S’il n’y a pas cette déclaration publique de la volonté de se livrer d’abord à une critique sans concession, afin de construire une Europe des Nations, donc des peuples, et s’il n’est pas mis fin à cette campagne de dénigrement des eurosceptiques, alors toutes les promesses pour « réécrire les traités », « faire plus de… », « faire moins de… » ne feront qu’amplifier la défiance et accentuer la profonde plaie qui balafre l’Europe de l’Algarve au comté du Viru-Est. Une plaie ouverte exposée à toutes les infections, dont la rancœur et la vengeance contre les « mal-votants » ne sont pas les plus bénignes.
( III ) Finkielkraut: Brexit, “les eurocrates ne l’ont pas volé!”
Alain Finkielkraut
est philosophe et écrivain.
Publié le 28 juin 2016 / Monde Politique Société
Mots-clés : Brexit, Notre-Dame-des-Landes, UE, Union Européenne
Alain Finkielkraut ignore si la décision souveraine du peuple britannique de sortir de l’Union européenne est une bonne ou une mauvaise chose. Cependant, pour lui, comme il ‘a expliqué lors de l’émission « L’Esprit de l’escalier », il est certain que « les eurocrates ne l’ont pas volé ». À force de promouvoir une Europe désincarnée, sans racines, ni mode de vie particulier, les classes dirigeantes européennes se prennent un violent retour de bâtons. Au point qu’une nouvelle ligne de faille semble traverser les sociétés européennes qui « se partagent désormais entre les planétaires et les sédentaires, les globaux et les locaux, les hors-sol et les autochtones ». Dans cette nouvelle lutte des classes, « les planétaires sont non seulement mieux lotis économiquement mais ils se croient politiquement et moralement supérieurs. Ils traitent les autochtones de ploucs, voire de salauds » xénophobes.
Alors que François Fillon a proposé de fournir deux voix à chaque jeune pour contrer l’euroscepticisme des plus âgés, Alain Finkielkraut s’afflige d’une « hostilité obscène aux vieux » au profit d’un « cosmopolitisme de galerie marchande » et de la « complète absorption dans les nouvelles technologies de l’information et de la communication ».
Pour Finkielkraut, l’un des paradoxes de la situation politique présente réside dans le fait que les Britanniques ont été les premiers militants de « la concurrence libre et non faussée » à l’intérieur de l’Union européenne, « dogme » que la classe dirigeante européenne « applique avec d’autant plus de zèle qu’il permet d’humilier les nations alors même qu’un peu de protectionnisme se révélerait nécessaire ».

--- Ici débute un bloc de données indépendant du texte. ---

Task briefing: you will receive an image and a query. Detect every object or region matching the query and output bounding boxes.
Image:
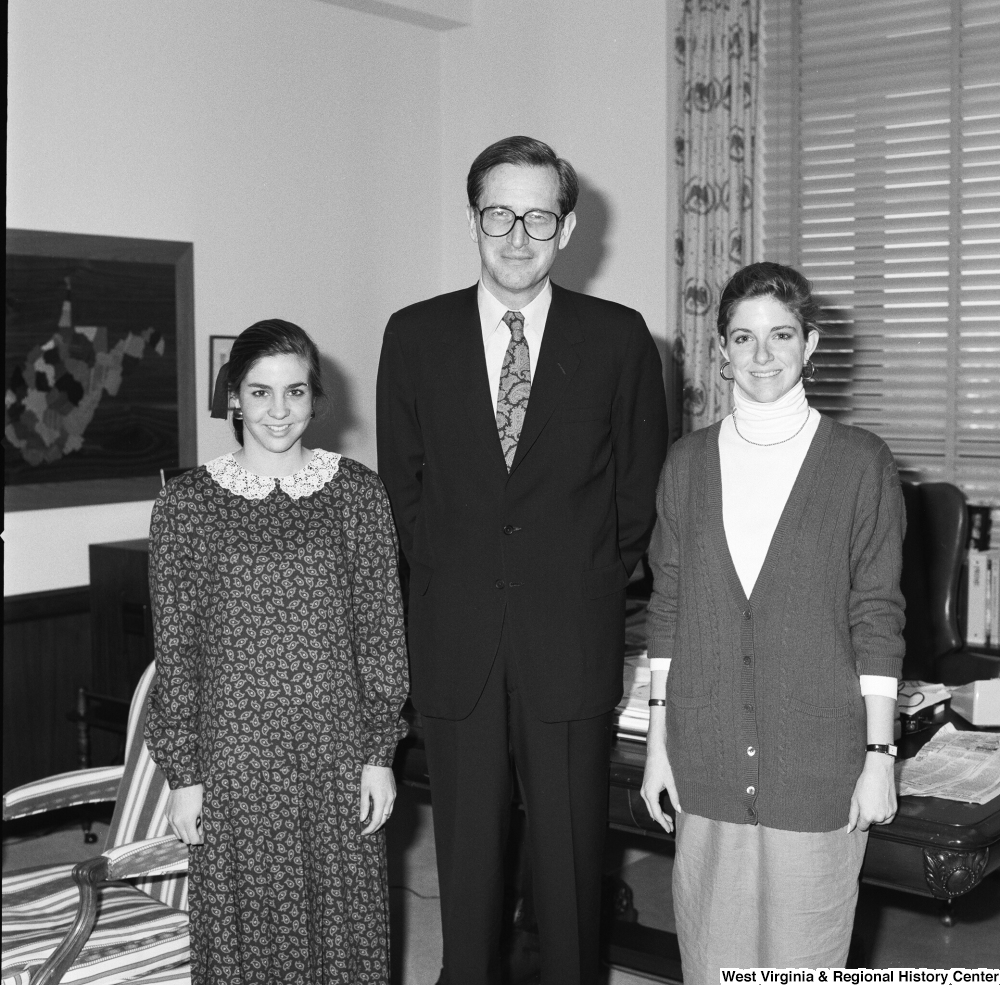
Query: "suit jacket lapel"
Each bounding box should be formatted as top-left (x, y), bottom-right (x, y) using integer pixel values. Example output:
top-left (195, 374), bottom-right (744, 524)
top-left (441, 284), bottom-right (512, 477)
top-left (512, 284), bottom-right (583, 472)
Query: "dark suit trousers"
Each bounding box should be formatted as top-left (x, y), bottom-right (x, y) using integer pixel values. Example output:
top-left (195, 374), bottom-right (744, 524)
top-left (424, 619), bottom-right (611, 985)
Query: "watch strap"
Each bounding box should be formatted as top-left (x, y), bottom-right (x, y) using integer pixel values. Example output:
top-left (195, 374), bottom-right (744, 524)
top-left (865, 742), bottom-right (896, 757)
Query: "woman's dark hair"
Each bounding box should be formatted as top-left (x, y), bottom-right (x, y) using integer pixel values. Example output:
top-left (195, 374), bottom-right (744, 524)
top-left (226, 318), bottom-right (324, 445)
top-left (716, 260), bottom-right (819, 341)
top-left (465, 137), bottom-right (580, 215)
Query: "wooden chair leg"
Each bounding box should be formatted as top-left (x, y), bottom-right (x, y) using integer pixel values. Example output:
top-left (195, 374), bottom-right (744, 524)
top-left (31, 855), bottom-right (108, 985)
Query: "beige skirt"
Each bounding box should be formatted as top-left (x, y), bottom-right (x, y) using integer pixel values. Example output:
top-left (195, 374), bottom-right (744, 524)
top-left (673, 813), bottom-right (868, 985)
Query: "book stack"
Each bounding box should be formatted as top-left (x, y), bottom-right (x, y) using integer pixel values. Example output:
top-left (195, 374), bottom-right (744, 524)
top-left (965, 506), bottom-right (1000, 647)
top-left (615, 652), bottom-right (649, 742)
top-left (965, 548), bottom-right (1000, 647)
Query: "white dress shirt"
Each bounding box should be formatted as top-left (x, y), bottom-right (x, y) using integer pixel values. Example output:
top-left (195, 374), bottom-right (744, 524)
top-left (478, 278), bottom-right (552, 414)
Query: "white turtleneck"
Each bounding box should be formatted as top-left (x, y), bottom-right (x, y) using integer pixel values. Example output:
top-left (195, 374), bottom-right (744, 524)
top-left (719, 383), bottom-right (896, 699)
top-left (719, 383), bottom-right (819, 598)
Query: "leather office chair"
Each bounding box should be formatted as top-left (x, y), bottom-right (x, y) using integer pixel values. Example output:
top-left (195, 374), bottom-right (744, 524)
top-left (900, 482), bottom-right (1000, 684)
top-left (3, 664), bottom-right (190, 985)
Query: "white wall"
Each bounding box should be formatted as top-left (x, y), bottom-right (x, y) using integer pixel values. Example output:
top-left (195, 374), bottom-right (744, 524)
top-left (441, 0), bottom-right (680, 348)
top-left (4, 0), bottom-right (441, 595)
top-left (4, 0), bottom-right (680, 595)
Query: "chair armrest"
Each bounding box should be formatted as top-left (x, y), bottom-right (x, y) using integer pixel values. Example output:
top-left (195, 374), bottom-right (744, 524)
top-left (3, 766), bottom-right (125, 821)
top-left (105, 835), bottom-right (188, 879)
top-left (31, 835), bottom-right (188, 985)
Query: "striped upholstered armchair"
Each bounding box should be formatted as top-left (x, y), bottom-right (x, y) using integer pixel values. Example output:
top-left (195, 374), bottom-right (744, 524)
top-left (3, 664), bottom-right (190, 985)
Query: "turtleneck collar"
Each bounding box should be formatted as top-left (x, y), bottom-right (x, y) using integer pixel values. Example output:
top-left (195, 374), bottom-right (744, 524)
top-left (733, 381), bottom-right (809, 442)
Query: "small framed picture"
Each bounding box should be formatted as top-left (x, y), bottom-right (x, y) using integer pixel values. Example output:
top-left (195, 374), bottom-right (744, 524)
top-left (208, 335), bottom-right (236, 410)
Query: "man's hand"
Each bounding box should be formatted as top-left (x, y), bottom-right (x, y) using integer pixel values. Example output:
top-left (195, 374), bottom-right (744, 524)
top-left (847, 752), bottom-right (896, 833)
top-left (166, 783), bottom-right (205, 845)
top-left (358, 764), bottom-right (396, 835)
top-left (642, 741), bottom-right (681, 834)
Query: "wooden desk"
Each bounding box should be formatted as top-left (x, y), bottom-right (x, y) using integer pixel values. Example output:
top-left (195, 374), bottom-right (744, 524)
top-left (396, 706), bottom-right (1000, 982)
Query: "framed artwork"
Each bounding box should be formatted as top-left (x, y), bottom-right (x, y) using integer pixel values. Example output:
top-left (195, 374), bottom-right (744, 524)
top-left (208, 335), bottom-right (236, 410)
top-left (3, 229), bottom-right (197, 511)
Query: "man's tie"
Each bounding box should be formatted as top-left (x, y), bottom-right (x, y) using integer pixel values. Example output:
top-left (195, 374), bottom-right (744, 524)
top-left (497, 311), bottom-right (531, 472)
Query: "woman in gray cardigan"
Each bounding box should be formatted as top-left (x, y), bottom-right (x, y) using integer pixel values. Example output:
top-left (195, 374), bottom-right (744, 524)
top-left (642, 263), bottom-right (905, 985)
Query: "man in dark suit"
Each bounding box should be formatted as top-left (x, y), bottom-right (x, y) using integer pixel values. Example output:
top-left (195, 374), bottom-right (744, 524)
top-left (378, 137), bottom-right (667, 985)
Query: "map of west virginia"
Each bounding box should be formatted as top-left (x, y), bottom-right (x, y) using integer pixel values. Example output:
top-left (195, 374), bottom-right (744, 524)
top-left (4, 292), bottom-right (166, 465)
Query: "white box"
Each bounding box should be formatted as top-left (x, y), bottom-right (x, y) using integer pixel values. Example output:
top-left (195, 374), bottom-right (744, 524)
top-left (951, 679), bottom-right (1000, 726)
top-left (965, 550), bottom-right (989, 645)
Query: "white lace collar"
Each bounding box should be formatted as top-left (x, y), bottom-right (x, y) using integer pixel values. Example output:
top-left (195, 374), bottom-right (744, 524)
top-left (205, 448), bottom-right (340, 499)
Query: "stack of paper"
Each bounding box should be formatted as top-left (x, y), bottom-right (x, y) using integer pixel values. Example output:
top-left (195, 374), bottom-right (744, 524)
top-left (896, 722), bottom-right (1000, 804)
top-left (615, 652), bottom-right (649, 741)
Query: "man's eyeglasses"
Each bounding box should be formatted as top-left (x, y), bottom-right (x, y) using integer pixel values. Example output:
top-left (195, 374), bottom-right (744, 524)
top-left (479, 205), bottom-right (565, 243)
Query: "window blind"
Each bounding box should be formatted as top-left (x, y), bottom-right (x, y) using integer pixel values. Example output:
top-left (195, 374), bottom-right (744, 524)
top-left (762, 0), bottom-right (1000, 506)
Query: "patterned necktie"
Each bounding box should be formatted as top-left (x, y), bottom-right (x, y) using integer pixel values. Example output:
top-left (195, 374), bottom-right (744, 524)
top-left (497, 311), bottom-right (531, 472)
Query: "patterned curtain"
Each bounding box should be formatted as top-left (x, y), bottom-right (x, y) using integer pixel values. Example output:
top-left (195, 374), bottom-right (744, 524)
top-left (673, 0), bottom-right (760, 434)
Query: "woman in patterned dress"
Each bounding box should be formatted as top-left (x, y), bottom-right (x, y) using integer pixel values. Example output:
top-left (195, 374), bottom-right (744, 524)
top-left (146, 320), bottom-right (408, 985)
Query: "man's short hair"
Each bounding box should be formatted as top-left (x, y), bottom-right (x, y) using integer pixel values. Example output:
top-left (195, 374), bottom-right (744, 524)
top-left (465, 137), bottom-right (580, 215)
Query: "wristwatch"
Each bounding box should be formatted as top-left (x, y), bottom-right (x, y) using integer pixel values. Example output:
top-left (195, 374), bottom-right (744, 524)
top-left (865, 742), bottom-right (896, 758)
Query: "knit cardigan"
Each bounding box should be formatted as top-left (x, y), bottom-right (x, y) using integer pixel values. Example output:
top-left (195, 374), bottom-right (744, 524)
top-left (648, 416), bottom-right (905, 831)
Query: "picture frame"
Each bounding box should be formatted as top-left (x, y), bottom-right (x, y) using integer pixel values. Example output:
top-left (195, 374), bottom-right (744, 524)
top-left (4, 229), bottom-right (197, 512)
top-left (208, 335), bottom-right (237, 410)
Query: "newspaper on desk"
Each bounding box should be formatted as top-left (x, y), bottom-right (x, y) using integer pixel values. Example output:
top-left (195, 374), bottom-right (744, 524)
top-left (896, 722), bottom-right (1000, 804)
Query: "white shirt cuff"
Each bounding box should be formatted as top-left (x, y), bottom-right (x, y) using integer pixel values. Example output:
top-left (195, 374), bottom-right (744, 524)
top-left (861, 674), bottom-right (899, 701)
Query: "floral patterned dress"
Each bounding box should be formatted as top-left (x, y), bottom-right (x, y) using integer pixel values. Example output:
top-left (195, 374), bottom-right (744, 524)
top-left (146, 451), bottom-right (409, 985)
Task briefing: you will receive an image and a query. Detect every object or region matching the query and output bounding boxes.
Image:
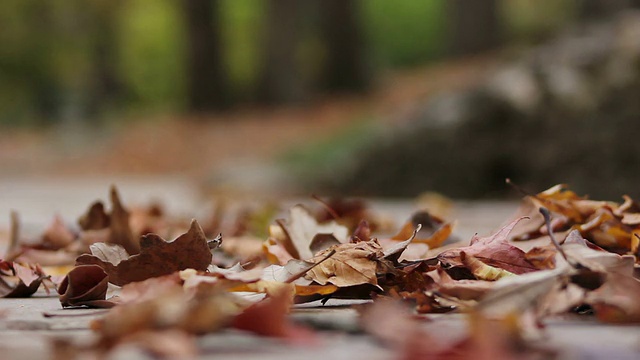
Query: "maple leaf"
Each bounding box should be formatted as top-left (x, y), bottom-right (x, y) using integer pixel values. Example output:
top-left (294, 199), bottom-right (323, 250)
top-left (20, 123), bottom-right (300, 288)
top-left (76, 220), bottom-right (212, 286)
top-left (58, 265), bottom-right (114, 307)
top-left (437, 218), bottom-right (538, 274)
top-left (78, 186), bottom-right (140, 255)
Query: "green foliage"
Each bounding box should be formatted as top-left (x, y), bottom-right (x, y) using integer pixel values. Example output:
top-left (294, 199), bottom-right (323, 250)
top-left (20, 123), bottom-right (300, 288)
top-left (500, 0), bottom-right (577, 41)
top-left (119, 0), bottom-right (186, 110)
top-left (361, 0), bottom-right (446, 67)
top-left (0, 0), bottom-right (575, 124)
top-left (221, 0), bottom-right (265, 94)
top-left (281, 118), bottom-right (382, 183)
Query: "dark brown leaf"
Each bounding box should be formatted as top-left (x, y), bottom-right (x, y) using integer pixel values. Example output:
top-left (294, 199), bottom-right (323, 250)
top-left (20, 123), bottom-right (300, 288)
top-left (76, 220), bottom-right (212, 286)
top-left (0, 260), bottom-right (46, 298)
top-left (58, 265), bottom-right (114, 308)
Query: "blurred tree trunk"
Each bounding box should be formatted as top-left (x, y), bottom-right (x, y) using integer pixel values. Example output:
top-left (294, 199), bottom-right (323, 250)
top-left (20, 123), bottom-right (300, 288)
top-left (87, 0), bottom-right (124, 115)
top-left (182, 0), bottom-right (229, 113)
top-left (447, 0), bottom-right (502, 55)
top-left (578, 0), bottom-right (636, 20)
top-left (319, 0), bottom-right (371, 92)
top-left (258, 0), bottom-right (303, 104)
top-left (31, 2), bottom-right (62, 124)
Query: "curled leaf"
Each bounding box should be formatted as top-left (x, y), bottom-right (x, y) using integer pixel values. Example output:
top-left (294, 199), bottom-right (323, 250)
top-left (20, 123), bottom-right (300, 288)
top-left (76, 220), bottom-right (212, 286)
top-left (460, 251), bottom-right (515, 281)
top-left (58, 265), bottom-right (114, 308)
top-left (0, 260), bottom-right (46, 298)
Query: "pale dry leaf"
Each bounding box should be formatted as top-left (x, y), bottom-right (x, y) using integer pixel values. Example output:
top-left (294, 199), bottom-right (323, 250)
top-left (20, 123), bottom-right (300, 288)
top-left (278, 205), bottom-right (349, 260)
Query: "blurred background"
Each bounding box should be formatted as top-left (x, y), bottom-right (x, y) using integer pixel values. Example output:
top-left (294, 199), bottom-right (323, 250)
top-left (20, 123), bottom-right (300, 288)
top-left (0, 0), bottom-right (640, 208)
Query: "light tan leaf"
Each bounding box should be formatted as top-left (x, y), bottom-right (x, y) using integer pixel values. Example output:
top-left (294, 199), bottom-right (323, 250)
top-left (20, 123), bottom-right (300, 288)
top-left (277, 205), bottom-right (349, 260)
top-left (308, 240), bottom-right (384, 287)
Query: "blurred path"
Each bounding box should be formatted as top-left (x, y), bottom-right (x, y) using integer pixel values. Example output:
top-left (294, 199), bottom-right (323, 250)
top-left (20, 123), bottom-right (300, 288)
top-left (0, 176), bottom-right (518, 240)
top-left (0, 54), bottom-right (498, 195)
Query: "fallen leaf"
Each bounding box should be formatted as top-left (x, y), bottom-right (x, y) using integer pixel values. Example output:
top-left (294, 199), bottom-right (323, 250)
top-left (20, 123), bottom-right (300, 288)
top-left (460, 251), bottom-right (516, 281)
top-left (42, 216), bottom-right (76, 250)
top-left (437, 218), bottom-right (538, 274)
top-left (0, 260), bottom-right (46, 298)
top-left (427, 269), bottom-right (494, 300)
top-left (89, 243), bottom-right (130, 265)
top-left (233, 293), bottom-right (315, 344)
top-left (78, 201), bottom-right (111, 230)
top-left (109, 186), bottom-right (141, 255)
top-left (308, 240), bottom-right (384, 287)
top-left (58, 265), bottom-right (115, 308)
top-left (76, 220), bottom-right (212, 286)
top-left (272, 205), bottom-right (348, 260)
top-left (586, 273), bottom-right (640, 323)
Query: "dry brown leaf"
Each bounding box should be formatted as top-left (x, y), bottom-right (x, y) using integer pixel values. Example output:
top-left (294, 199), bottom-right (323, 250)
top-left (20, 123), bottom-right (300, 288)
top-left (460, 251), bottom-right (516, 281)
top-left (0, 260), bottom-right (46, 298)
top-left (427, 269), bottom-right (494, 300)
top-left (76, 220), bottom-right (212, 286)
top-left (271, 205), bottom-right (349, 263)
top-left (308, 240), bottom-right (384, 287)
top-left (58, 265), bottom-right (115, 308)
top-left (438, 218), bottom-right (538, 274)
top-left (109, 186), bottom-right (141, 255)
top-left (586, 273), bottom-right (640, 323)
top-left (233, 292), bottom-right (315, 343)
top-left (78, 201), bottom-right (111, 230)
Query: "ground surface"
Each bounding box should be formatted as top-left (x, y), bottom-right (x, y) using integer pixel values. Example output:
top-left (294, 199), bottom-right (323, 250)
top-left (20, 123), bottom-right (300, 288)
top-left (0, 178), bottom-right (640, 360)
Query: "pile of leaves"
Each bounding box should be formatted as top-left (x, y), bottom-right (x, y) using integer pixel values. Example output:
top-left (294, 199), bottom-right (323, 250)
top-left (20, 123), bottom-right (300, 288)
top-left (0, 185), bottom-right (640, 359)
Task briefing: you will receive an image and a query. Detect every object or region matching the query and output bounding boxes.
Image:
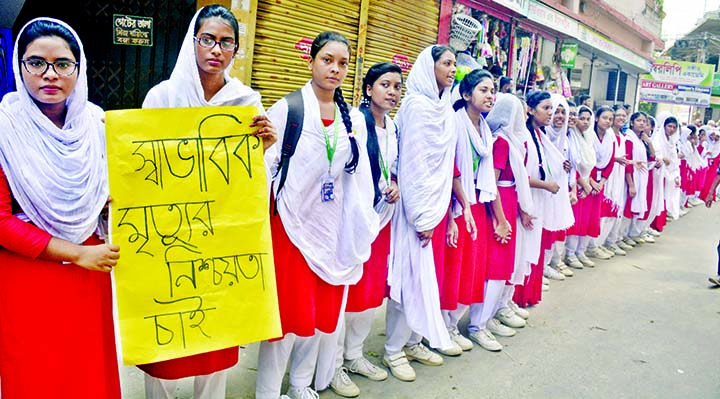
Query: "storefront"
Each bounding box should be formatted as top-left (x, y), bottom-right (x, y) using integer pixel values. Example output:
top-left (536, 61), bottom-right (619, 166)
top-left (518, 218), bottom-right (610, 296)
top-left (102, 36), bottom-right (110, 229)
top-left (250, 0), bottom-right (440, 106)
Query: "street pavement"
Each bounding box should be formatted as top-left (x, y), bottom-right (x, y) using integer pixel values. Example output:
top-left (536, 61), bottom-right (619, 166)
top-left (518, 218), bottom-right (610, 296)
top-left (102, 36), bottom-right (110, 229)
top-left (121, 206), bottom-right (720, 399)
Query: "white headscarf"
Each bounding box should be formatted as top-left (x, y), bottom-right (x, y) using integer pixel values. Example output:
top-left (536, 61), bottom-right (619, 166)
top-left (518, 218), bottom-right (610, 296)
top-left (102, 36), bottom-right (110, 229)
top-left (568, 105), bottom-right (597, 179)
top-left (388, 46), bottom-right (457, 348)
top-left (487, 93), bottom-right (534, 215)
top-left (0, 18), bottom-right (108, 244)
top-left (453, 107), bottom-right (497, 217)
top-left (143, 7), bottom-right (263, 108)
top-left (679, 126), bottom-right (705, 171)
top-left (545, 93), bottom-right (570, 156)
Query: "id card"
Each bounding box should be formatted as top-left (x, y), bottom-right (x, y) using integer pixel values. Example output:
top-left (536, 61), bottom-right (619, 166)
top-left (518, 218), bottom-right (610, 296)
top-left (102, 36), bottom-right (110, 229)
top-left (320, 173), bottom-right (335, 202)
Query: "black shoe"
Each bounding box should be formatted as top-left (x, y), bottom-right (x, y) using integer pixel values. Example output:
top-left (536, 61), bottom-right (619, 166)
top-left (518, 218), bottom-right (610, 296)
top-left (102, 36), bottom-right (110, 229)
top-left (708, 276), bottom-right (720, 287)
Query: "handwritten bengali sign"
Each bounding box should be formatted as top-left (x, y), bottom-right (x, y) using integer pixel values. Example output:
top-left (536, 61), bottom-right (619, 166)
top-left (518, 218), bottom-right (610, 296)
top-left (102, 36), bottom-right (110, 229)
top-left (106, 107), bottom-right (282, 364)
top-left (113, 14), bottom-right (152, 46)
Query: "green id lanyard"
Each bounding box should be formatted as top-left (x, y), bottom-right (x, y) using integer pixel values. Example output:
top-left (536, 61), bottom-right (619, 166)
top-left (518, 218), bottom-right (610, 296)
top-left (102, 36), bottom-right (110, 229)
top-left (320, 109), bottom-right (340, 174)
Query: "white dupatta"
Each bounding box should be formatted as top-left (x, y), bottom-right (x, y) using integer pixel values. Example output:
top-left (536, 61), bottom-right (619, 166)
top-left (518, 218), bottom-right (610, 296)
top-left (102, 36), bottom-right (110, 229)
top-left (620, 130), bottom-right (649, 216)
top-left (487, 93), bottom-right (542, 284)
top-left (388, 46), bottom-right (457, 348)
top-left (453, 108), bottom-right (497, 217)
top-left (0, 18), bottom-right (108, 244)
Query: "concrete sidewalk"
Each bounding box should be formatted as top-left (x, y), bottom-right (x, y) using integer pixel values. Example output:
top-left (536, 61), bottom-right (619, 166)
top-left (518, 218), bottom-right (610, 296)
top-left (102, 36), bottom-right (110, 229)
top-left (122, 206), bottom-right (720, 399)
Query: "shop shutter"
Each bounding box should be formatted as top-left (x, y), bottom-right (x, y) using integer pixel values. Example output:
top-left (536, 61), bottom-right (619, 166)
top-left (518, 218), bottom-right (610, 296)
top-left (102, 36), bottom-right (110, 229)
top-left (360, 0), bottom-right (440, 104)
top-left (251, 0), bottom-right (360, 107)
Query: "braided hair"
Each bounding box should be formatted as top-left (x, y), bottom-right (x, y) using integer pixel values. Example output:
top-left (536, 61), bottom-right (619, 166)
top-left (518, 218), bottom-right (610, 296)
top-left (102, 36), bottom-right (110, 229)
top-left (310, 32), bottom-right (360, 174)
top-left (525, 91), bottom-right (550, 180)
top-left (360, 62), bottom-right (402, 205)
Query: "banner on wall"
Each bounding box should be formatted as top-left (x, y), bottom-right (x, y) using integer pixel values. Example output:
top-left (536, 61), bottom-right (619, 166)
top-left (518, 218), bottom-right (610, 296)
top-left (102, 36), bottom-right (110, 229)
top-left (106, 107), bottom-right (282, 365)
top-left (640, 60), bottom-right (715, 107)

Selon l’académicien, l’Union européenne a contribué à la « déseuropéanisation de l’Europe elle-même, notamment à travers sa politique migratoire » qui favorise la fragmentation de nos sociétés « en communautés hostiles ». Quant à la révolte des opinions publiques contre l’accueil inconditionnel de migrants, « le fait de vouloir être majoritaire dans son propre pays ne relève pas de l’égoïsme, c’est une aspiration absolument légitime qu’il est absurde de vouloir criminaliser ».
Au sujet d’un autre référendum, qui s’est tenu ce week-end en Loire-Atlantique, le philosophe à l’épée d’académicien ornée d’une vache s’oppose plus que jamais à la construction de l’aéroport de Notre-Dame-des-Landes. Bien que n’ayant « aucune sympathie pour les zadistes », il réaffirme son souci de « ménager la terre ». Pour les mêmes raisons, il regrette le report par les députés de l’interdiction des pesticides tueurs d’abeilles.